RUMAH KACA
Hanya karena merasa kelebihan duit, Pak Sabar punya ide
macam-macam. Dia menghubungi seorang arsitek terkenal di kotanya.
"Aku ingin punya rumah yang seluruhnya dari kaca.
Aku tidak tahu apakah ide ini nyentrik atau tidak. Aku juga tidak ingin tahu
apakah itu mungkin atau tidak. Yang aku ingin tahu kau harus merancangnya dan
rumah itu bisa dibangun. Kau boleh menghubungi ahli-ahli lain yang terkait
dengan masalah ini. Jangan pikir soal biaya. Itu soal kecil," sabda Pak
Sabar mendesak sang arsitek.
Muncul
juga keraguan di hati Sang Arsitek.
Jangan-jangan ia tak bisa memenuhi kesanggupannya kelak. Baru kali ini ia
mendapat pesanan demikian aneh. Untunglah selintas timbul keinginannya untuk
berpetualang. Berpetualang dalam dunia arsitektur. "Ini tantangan
besar," batin Sang Arsitek. "Saya harus membuktikan bahwa dalam
peradaban super modern ini tak ada yang tak mungkin. Uanglah yang maha
menentukan."
"Apakah
saya betul-betul bebas merancang?," Sang Arsitek kembali meyakinkan
perjanjiannya dengan Pak Sabar.
"Betul.
Betul-betul bebas. Cuma perlu engkau ketahui rumah yang bakal dibangun itu
jumlah kamarnya minimal lima,
karena anak saya ada empat. Ada
kamar mandi pada setiap kamar. Perlu pula kau ingat, paling tidak saya
membutuhkan ruang garasi untuk lima
mobil. Boleh sebagian kau letakkan di atas. Yang lain-lain, yang berkaitan
dengan tata letak ruang, secara keseluruhan aku serahkan sepenuhnya pada
keahlianmu." "Oke. Ini terakhir Pak. Di mana rumah itu akan dibangun.

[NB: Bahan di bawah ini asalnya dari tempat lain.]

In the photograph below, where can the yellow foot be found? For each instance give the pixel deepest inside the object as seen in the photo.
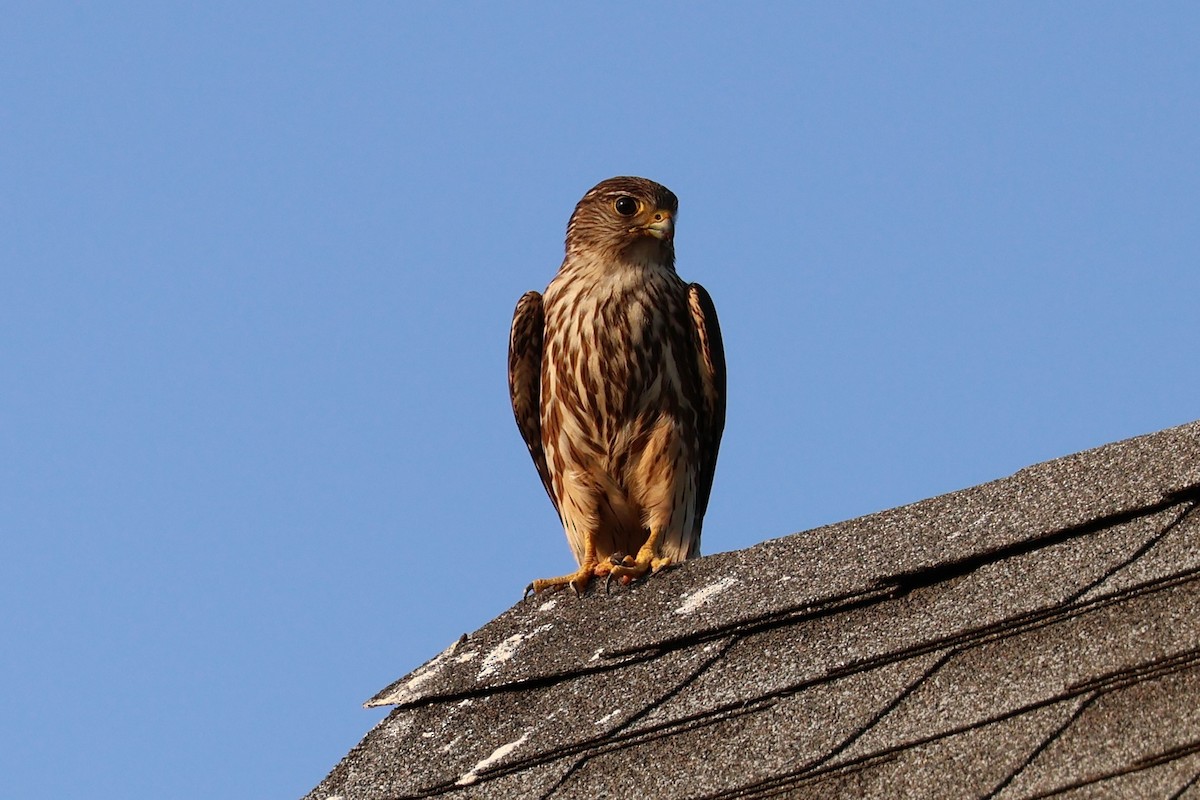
(577, 581)
(628, 569)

Ini berkaitan dengan kemungkinan estetikanya."
"Apa itu artinya?," Pak Sabar tak mengerti.
"Konsep estetika membangun rumah itu tentu saja
berbeda antara di daerah perumahan elit, di daerah perkampungan, atau di
antaranya. Ini menyangkut setting. Minimal kita perlu membuat suatu perhitungan
estetis agar betul-betul teatrikal."
"Teatrikal. Ah, apa pula itu artinya?," Pak
Sabar masih tak mengerti. Tapi, tentu saja ia tak berselera untuk berdiskusi
soal estetika dengan Sang Arsitek. Pak Sabar memang tidak biasa berdiskusi
masalah estetika-teatrikal yang menurutnya terlalu remeh dan mengada-ada.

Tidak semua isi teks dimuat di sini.